Source: AVUI newspaper

Date: July 3, 2009

Reporter: David Castillo

Translated by: Alex Marti
Last summer, at the Festival de la Porta Ferrada, in Sant Feliu de Guixols, Roger Hodgson said he was missing playing in Barcelona, where success was high while he was with Supertramp in three memorable tours in 1977, 1979 and 1983. The city was living times of uncertainty and the band succeeded with its endless list of hits that were being played in everyone's homes, such as Crime of the Century, Crisis? What crisis?, Even In The Quietest Moments, Breakfast in America, the live in Paris album, and Famous last words. The differences between Hodgson and Rick Davies, the other songwriter, were so deep that they finally caused the divorce. When Supertramp returned to Barcelona in 1985 without Hodgson, the disaster had already been consummated. Nothing would resemble the past.

As if they had heard the words of Hodgson, the dynamic company “The Project” contracted him for a summer concert at the Poble Espanyol in Barcelona. The presentation was identical, Formerly Supertramp, with Roger Hodgson and Canadian multi-instrumentalist Aaron MacDonald, who plays keyboards, piano, harmonica, sax, clarinet, sings and anything else needed. One man's band suits the multifaceted personality of the British composer, who also played lots of instruments. The beginning was like in Sant Feliu, with powerful hits such as Take the long way home and Give a little bit.

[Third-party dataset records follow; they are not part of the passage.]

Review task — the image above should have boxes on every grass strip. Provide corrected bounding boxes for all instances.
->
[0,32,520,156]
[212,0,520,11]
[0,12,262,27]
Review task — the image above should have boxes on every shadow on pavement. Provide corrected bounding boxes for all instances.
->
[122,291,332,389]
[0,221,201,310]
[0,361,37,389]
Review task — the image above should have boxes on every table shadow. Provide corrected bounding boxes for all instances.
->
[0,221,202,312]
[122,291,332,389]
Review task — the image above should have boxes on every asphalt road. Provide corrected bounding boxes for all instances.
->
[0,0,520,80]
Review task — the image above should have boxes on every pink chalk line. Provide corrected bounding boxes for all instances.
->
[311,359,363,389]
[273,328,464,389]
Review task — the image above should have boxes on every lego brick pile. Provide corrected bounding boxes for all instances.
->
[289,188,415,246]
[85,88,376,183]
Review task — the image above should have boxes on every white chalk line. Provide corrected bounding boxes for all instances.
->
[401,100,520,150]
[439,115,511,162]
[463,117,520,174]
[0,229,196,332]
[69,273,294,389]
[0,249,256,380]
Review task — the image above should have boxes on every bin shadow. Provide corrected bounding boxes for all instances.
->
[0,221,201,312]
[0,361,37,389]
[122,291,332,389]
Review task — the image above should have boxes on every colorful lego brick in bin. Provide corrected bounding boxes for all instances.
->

The winning serve would give the first points in front of an unconditional audience, around 2300 tickets sold. They thanked the two musicians with their enthusiasm and their determination to the Supertramp nostalgic script.
As a gift to the audience of Barcelona, Hodgson played a mellow, unreleased tune to get back afterwards with Easy does it, Hide in your shell, Breakfast in America and The logical song, where the singer gave some of the most inspired of his work, a rite of passage song that reminds you of a wonderful life, rather than education trying to turn you into "sensible, logical, responsible, practical," and in the end becoming "intellectual and cynical." The song sounded poetical and new in Montju´c: "There are times when all the world's asleep, the questions run too deep for such a simple man."
The gentle wind cooling the stands while the high ring voice and the melodramatic tones sounded from 9:30 pm until midnight, only broken by a fifteen-minute pause to rest. Sympathetic and grateful, the English composer continued unfolding the magic Supertramp moments, getting to the top by performing Two of us, Even in the Quietest moments, Dreamer and Fool's overture , where you can hear Winston Churchill's voice with his famous "We will never surrender" and London's Big Ben bell.
Strongly appealing to Supertramp's success, the concert ended with works of art such as School and  It's raining again. Hodgson sticks to his feelings and to his work. Who said that nostalgia isn't what once was?